Die Arbeit Heusers umfaßt einen Zeitraum von eineinhalb Jahrhunderten
und bringt die Erlösungslehre im weiteren Sinn (praktisch
geht es um die dogmatischen Themen von der Gotteslehre an über
Urständ, Erbsünde, Inkarnation, Kreuz, Lehre vom Heiligen Geist,
der Kirche, den Sakramenten, Rechtfertigung, Heiligung bis hin
zu den eschatologischen Fragen) von im ganzen 48 Theologen nacheinander
zur Darstellung.
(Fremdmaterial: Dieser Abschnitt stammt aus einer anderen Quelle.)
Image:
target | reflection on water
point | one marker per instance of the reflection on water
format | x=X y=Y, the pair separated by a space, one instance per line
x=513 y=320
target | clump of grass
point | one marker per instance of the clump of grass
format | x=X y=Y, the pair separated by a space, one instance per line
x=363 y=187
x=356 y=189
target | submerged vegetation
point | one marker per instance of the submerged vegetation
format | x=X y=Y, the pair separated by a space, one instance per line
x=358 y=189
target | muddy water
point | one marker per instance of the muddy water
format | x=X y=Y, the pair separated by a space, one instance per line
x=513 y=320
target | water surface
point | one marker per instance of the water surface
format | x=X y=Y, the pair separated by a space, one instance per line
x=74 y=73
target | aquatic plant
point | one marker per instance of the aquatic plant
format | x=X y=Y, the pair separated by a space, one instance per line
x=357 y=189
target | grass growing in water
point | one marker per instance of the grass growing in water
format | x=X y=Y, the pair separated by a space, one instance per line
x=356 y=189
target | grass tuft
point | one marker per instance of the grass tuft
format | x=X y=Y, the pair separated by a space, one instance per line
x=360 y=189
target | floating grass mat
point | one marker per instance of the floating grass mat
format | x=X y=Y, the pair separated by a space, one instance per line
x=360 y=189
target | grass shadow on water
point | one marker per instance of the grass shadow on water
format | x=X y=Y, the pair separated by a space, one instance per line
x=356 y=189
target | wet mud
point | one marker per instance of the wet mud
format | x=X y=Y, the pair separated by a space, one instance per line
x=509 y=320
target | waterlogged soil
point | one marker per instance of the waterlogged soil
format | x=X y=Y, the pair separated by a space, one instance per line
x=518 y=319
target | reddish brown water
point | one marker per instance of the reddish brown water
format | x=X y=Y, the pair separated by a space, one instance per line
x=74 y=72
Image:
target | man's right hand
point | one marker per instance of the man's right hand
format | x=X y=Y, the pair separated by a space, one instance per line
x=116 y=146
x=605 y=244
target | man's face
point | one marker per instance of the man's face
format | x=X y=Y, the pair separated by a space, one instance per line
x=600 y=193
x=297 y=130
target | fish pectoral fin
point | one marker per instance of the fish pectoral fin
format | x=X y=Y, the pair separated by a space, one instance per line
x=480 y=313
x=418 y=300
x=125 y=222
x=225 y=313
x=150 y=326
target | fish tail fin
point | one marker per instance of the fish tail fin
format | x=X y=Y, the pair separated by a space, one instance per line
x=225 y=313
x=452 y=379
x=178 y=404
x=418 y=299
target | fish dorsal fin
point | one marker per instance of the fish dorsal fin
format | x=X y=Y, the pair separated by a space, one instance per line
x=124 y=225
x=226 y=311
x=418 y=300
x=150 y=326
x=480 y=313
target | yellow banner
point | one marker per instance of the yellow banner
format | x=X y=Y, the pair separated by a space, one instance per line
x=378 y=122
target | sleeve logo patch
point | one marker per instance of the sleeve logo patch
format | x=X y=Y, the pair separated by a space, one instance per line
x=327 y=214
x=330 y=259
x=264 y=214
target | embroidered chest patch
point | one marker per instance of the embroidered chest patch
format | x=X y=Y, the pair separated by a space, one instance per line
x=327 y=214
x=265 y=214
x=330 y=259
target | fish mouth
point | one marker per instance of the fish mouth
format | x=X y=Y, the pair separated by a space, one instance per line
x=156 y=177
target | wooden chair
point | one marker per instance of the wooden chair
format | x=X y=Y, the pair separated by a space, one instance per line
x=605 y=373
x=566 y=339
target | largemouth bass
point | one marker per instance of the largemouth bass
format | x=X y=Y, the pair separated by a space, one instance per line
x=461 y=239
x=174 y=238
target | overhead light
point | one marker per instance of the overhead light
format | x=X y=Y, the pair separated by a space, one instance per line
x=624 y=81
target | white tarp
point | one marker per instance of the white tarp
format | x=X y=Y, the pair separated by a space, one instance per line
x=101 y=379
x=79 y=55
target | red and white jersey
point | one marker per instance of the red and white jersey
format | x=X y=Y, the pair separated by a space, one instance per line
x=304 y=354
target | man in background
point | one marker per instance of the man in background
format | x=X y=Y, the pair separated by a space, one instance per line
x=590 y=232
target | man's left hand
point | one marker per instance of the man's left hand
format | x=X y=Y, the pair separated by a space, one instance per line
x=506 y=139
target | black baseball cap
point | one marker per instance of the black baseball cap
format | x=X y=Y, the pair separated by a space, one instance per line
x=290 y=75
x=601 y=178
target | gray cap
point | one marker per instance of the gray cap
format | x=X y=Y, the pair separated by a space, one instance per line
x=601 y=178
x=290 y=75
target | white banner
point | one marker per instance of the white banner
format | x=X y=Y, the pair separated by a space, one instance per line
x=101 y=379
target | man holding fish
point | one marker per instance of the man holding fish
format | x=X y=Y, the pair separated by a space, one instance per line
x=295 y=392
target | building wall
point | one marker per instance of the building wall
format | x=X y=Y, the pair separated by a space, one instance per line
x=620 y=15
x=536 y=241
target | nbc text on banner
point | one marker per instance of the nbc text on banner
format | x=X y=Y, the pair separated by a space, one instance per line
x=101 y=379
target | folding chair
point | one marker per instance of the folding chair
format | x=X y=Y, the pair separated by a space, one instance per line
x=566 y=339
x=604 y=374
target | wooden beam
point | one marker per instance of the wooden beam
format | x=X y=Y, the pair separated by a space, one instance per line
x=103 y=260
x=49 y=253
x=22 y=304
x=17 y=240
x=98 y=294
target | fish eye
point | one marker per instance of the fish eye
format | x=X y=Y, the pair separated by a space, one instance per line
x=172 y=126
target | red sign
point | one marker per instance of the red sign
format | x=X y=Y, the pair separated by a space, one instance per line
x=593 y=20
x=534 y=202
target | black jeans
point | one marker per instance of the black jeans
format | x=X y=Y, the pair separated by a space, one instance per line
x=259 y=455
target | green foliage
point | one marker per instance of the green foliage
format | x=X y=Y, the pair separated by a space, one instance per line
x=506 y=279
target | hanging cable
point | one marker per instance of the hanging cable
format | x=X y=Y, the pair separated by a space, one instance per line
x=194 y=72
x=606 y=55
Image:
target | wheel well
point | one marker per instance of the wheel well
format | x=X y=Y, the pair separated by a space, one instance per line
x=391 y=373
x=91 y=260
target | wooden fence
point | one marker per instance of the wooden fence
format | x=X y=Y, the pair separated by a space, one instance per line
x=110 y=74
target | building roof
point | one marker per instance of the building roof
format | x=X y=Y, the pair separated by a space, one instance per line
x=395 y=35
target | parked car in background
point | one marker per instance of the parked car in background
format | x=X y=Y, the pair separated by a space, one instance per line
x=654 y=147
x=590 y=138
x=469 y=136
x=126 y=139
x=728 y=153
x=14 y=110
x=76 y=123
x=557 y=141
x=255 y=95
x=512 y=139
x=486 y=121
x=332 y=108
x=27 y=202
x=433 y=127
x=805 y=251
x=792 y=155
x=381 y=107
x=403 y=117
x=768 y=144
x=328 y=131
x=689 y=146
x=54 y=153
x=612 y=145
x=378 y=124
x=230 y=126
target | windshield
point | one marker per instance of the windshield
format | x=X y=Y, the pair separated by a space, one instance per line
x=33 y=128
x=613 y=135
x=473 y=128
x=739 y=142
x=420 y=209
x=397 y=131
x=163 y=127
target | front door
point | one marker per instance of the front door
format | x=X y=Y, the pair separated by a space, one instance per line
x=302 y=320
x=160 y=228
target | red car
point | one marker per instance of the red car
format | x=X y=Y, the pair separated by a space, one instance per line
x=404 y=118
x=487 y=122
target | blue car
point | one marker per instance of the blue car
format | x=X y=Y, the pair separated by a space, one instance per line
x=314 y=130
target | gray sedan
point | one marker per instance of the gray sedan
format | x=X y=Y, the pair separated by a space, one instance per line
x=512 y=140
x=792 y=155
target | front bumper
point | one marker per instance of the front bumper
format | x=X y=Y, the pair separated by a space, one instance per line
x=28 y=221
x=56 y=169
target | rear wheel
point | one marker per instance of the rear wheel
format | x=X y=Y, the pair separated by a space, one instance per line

Der Verf. stellt sie uns in chronologischer
Anordnung vor, wobei sich ihm 4 Gruppen ergeben: Kapitel I:
Dogmatiker unter der Herrschaft der Aufklarung; Kapitel 11: Erlösungslehre
im Schatten der Romantik; Kapitel III: Erlösungslehre
'm Licht des Übernatürlichen; Kapitel IV: Erlösungslehre in Bereitschaft
für die Mysterienlehre. Die Vielzahl der behandelten Theologen
macht sich insofern nachteilig bemerkbar, als für jeden nur
sehr knapper Raum zur Verfügung steht und das Bild daher weithin
nicht sehr plastisch zu werden vermag. Außerdem 6tehen bedeutende
mit unbedeutenderen Theologen in einer Reihe; und überdies vermag
der Verf. die Thematik der Kapitelüberschriften bei seiner chronologischen
Anordnung nicht bei allen Theologen durchzuhalten, weil
einzelne inhaltlich immer noch oder schon zur benachbarten Gruppe
gehören (z. B. Liebermann und Waibel im ersten Kap., Bolzano im
zweiten Kap. usw.). U. E. wäre eine Beschränkung auf wenige
charakteristische Theologen, auch aus Gründen der Lesbarkeit des
Buches, die so erheblich erschwert ist, von Vorteil gewesen. Dann
hätte der Verf. auch noch stärker, als er es getan hat, charakterisierende
Zusammenfassungen und Vergleiche bieten und die bestimmenden
Linien sichtbar machen können. Insofern ist die Arbeit von Brosch
methodisch glücklicher angelegt.

Dennoch kommt auch bei Heuser die Eigenart der dargestellten
Theologen und Gruppen eindrucksvoll zur Geltung. Die Darstellung
ist ebenso wie die von Brosch auf Schritt und Tritt gut belegt —
bei der Fülle der dargestellten Theologen eine immerhin erstaunliche
Leistung. Eine Frage ergibt sich zur Begriffsfassung von
„Mysterientheologie": Darf man, wie es S. 195 oben offenbar geschieht
, die Corpus-Christi-Mysticum-Theologie so selbstverständlich
der Mysterientheologie gleichsetzen? Und darf man wiederum die
letztere so stark mit der Mystik in Verbindung bringen wie S. 216
unten?

Den großen Gang der Erlösungslehre faßt der Verf. S. 184 selbst
folgendermaßen zusammen: „Im Banne der Aufklärung wie im Schatten
der Romantik war die Erlösungsichre um das empirische Innewerden
der heiligen Wirklichkeit bemüht, um welche sie kreiste; der erfaßbare
sittliche Kosmos oder die erlebbare Totalität der Dinge hatte
ihr dazu verhelfen sollen. Nach der Entdeckung des Übernatürlichen
durch die Erlösungslehre wacht nun ein entsprechendes Sehnen
auf, im engen Rahmen des Möglichen durch Innewerden den übernatürlichen
Erlösungsgütern nahe zu kommen. (Leider fehlt die folgende
Zeile im Druck, während die übernächste Zeile doppelt erscheint
.)" Im Schlußabschnitt wird als Haupttendenz der deutschen
dogmatischen Entwicklung das Streben nach Vereinheitlichung von
Natur und Übernatur genannt. Ob man das so durchweg sagen kann?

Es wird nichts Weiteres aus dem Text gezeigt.